About a week and a half ago I received two e-mails from both Paypal and Starbucks letting me know that I reloaded my Starbucks card with not one, but two $75 payments. That was a surprise to me as I did not reload my card. Upon accessing my account the card the money was put on was removed and I was out $150. I thought it was just a random isolated incident, but it looks like this is the latest way hackers have been stealing money from unsuspecting customers.
Journalist Bob Bullivan was the first to talk about this on his blog:
“Criminals are using Starbucks accounts to access consumers’ linked credit cards. Taking advantage of the Starbucks auto-reload function, they can steal hundreds of dollars in a matter of minutes. Because the crime is so simple, can escalate quickly, and the consumer protections controlling the transaction are unclear, I recommend all Starbucks consumers immediately disable auto-reload on the Starbucks mobile payments and gift cards.
The fraud is a big deal because Starbucks mobile payments are a big deal. Last year, Starbucks said it processed $2 billion in mobile payment transactions, and about 1 in 6 transactions at Starbucks are conducted with the Starbucks app.”
It looks like this is definitely not an isolated incident, as a quick Twitter search reveals many people have had money stolen.
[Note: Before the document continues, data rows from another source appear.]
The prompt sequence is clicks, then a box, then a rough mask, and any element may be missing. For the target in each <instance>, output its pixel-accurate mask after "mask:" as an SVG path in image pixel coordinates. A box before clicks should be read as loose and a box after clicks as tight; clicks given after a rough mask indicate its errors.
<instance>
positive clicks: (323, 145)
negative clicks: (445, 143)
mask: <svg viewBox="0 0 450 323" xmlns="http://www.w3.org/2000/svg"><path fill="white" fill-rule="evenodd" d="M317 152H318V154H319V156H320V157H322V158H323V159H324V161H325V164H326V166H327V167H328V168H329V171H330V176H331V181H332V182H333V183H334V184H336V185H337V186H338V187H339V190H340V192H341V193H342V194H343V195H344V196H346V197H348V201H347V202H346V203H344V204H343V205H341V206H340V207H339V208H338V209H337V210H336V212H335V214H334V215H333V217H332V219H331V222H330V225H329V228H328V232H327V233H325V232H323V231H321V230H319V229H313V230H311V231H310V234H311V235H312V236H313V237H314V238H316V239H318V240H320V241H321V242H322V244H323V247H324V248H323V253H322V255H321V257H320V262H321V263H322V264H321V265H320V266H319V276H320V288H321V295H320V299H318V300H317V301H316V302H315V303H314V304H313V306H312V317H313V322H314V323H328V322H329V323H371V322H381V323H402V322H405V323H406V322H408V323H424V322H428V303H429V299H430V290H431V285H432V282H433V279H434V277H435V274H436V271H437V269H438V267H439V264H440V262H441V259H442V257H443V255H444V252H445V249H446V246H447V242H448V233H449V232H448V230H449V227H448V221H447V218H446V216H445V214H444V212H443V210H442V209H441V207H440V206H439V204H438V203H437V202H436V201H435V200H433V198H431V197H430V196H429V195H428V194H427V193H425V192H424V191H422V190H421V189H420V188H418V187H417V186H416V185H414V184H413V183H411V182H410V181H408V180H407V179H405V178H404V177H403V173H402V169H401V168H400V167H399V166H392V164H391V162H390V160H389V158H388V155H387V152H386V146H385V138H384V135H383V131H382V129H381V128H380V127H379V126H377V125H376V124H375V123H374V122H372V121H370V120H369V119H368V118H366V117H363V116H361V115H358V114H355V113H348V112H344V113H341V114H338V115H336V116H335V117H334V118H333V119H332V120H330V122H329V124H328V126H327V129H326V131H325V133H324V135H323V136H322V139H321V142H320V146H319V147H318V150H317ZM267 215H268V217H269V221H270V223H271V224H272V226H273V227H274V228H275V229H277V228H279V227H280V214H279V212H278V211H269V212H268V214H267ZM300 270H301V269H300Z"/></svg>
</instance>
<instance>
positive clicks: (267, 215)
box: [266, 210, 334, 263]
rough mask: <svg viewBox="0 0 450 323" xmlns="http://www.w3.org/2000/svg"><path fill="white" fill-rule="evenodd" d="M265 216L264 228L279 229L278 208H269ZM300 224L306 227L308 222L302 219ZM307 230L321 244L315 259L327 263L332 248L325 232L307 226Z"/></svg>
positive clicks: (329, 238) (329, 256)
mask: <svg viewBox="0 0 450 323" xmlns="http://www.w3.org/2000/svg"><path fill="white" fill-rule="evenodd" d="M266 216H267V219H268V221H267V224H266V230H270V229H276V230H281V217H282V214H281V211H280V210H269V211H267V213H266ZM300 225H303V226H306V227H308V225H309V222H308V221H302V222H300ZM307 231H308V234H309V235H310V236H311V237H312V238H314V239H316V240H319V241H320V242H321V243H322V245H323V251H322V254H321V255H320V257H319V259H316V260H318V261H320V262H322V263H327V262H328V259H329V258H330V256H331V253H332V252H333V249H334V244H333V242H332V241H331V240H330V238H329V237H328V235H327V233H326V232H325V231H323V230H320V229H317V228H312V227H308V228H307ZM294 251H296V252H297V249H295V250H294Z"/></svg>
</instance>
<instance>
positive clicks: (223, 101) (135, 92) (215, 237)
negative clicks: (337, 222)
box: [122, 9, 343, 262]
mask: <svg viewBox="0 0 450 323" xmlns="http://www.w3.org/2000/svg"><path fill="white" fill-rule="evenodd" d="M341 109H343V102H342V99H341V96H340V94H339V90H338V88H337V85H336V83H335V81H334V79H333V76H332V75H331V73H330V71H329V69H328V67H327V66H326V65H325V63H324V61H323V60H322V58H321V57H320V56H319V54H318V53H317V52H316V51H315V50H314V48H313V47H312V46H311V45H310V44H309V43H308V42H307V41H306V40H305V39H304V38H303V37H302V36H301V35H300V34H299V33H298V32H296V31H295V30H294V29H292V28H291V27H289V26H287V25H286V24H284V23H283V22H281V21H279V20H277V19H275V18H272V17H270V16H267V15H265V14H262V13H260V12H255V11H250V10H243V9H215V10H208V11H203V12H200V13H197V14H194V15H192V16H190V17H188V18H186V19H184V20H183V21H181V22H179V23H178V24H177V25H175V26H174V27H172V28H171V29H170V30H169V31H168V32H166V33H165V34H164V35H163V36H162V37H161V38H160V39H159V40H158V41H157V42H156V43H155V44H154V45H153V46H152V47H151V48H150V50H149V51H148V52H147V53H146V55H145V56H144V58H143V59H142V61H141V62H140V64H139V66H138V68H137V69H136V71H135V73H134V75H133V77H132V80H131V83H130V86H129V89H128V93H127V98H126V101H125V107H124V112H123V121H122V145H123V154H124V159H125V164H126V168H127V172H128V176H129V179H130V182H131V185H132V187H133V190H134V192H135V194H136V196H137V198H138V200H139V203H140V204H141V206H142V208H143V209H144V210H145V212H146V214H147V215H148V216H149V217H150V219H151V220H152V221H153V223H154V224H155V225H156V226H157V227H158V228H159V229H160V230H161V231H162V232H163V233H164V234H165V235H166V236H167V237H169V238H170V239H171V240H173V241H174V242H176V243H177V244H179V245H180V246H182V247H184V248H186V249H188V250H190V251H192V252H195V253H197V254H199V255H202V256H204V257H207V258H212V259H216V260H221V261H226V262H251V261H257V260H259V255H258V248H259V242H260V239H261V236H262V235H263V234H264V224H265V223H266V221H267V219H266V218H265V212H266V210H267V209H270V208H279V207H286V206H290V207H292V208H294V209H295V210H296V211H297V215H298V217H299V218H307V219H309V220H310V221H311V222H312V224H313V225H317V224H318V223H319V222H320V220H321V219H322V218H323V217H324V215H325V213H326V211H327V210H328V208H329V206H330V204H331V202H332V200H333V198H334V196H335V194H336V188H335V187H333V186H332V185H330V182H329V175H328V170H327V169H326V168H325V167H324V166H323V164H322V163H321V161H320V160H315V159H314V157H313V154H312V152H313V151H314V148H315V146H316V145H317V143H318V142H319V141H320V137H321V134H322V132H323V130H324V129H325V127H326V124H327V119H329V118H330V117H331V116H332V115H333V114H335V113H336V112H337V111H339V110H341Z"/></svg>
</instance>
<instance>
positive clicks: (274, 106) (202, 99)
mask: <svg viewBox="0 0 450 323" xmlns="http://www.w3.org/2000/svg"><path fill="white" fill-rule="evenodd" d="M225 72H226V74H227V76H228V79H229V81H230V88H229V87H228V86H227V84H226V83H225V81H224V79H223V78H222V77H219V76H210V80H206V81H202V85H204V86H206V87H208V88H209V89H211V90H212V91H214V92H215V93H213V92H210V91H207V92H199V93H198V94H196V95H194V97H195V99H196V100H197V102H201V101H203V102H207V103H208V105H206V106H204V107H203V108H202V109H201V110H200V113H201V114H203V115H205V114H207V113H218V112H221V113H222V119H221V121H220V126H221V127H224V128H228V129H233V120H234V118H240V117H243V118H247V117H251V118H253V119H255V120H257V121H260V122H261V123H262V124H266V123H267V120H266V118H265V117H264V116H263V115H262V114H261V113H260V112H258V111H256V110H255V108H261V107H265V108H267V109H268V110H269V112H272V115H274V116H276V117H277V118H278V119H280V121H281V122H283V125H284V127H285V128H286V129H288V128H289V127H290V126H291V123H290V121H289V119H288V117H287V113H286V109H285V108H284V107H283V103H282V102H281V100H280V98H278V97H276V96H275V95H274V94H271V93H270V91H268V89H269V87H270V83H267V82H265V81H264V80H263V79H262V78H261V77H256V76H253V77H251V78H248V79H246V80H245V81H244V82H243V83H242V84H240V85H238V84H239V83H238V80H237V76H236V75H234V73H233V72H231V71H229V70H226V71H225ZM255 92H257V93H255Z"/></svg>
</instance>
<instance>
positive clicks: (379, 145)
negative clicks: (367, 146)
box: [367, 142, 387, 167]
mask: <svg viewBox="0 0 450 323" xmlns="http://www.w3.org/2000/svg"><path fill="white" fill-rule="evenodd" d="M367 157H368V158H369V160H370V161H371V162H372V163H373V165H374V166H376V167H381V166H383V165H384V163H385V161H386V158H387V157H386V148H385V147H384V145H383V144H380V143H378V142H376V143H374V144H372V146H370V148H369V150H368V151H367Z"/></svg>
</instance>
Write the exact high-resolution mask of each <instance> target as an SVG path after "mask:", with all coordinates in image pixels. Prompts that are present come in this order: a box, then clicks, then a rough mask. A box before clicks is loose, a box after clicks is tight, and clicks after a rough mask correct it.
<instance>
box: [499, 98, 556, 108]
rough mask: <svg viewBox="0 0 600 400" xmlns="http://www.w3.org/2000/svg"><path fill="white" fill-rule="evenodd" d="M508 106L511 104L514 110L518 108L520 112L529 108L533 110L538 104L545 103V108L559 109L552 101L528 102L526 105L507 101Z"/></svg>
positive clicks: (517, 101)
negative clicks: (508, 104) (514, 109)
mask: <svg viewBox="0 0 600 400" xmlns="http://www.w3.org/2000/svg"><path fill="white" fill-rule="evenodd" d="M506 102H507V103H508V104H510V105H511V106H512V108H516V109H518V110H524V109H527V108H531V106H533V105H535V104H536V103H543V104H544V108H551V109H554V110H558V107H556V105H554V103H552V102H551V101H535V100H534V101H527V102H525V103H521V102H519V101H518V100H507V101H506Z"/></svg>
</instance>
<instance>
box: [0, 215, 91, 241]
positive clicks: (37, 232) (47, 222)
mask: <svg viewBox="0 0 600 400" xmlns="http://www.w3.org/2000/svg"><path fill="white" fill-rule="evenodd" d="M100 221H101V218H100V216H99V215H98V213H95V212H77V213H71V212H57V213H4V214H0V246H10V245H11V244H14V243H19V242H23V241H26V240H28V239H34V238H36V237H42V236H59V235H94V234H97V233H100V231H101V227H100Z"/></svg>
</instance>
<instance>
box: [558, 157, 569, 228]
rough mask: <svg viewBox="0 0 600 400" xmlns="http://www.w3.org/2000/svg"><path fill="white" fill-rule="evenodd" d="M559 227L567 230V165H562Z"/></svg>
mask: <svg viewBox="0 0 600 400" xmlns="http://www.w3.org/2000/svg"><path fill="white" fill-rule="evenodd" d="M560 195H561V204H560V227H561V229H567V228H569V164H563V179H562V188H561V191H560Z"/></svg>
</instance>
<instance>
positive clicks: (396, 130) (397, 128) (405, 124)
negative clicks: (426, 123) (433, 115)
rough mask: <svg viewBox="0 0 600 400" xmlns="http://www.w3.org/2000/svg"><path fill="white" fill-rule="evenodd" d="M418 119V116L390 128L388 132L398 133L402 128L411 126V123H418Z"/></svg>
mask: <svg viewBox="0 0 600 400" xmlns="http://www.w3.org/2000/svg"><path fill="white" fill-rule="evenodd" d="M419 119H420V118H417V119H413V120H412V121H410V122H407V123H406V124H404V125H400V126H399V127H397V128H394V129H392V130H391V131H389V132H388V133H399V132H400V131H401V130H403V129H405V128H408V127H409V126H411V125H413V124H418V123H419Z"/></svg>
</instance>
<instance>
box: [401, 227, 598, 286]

By now Starbucks has been made aware of the problem, but actually denies that their App has been hacked:
“Starbucks takes the obligation to protect customers’ information seriously. News reports that the Starbucks mobile app has been hacked are false.
Like all major retailers, the company has safeguards in place to constantly monitor for fraudulent activity and works closely with financial institutions. To protect the integrity of these security measures, Starbucks will not disclose specific details but can assure customers their security is incredibly important and all concerns related to customer security are taken seriously.
Occasionally, Starbucks receives reports from customers of unauthorized activity on their online account. This is primarily caused when criminals obtain reused names and passwords from other sites and attempt to apply that information to Starbucks. To protect their security, customers are encouraged to use different user names and passwords for different sites, especially those that keep financial information.”
Paul Martini, CEO and co-founder of security firm iboss makes a very good point about the whole auto-reload system:
“This line of argument is so common now – it’s basically playing with words. Whether the app is literally hacked or not, it’s completely ridiculous. The design itself is flawed. Auto-reload should happen at the register. The second part issue is: why can people reload and drain a card within ten minutes?”
It seems that Starbucks should be able to flag this type of activity on your account and possibly hold the funds until they contact you? I mean why would you load a card up and then deactivate it from your account right away?
As with anything like this if you are affected be sure to change your username and password for your Starbucks account, after this happened to me it was the first thing that I did.
Luckily in my case I was able to work with both Starbucks and Paypal to get the $150 refunded.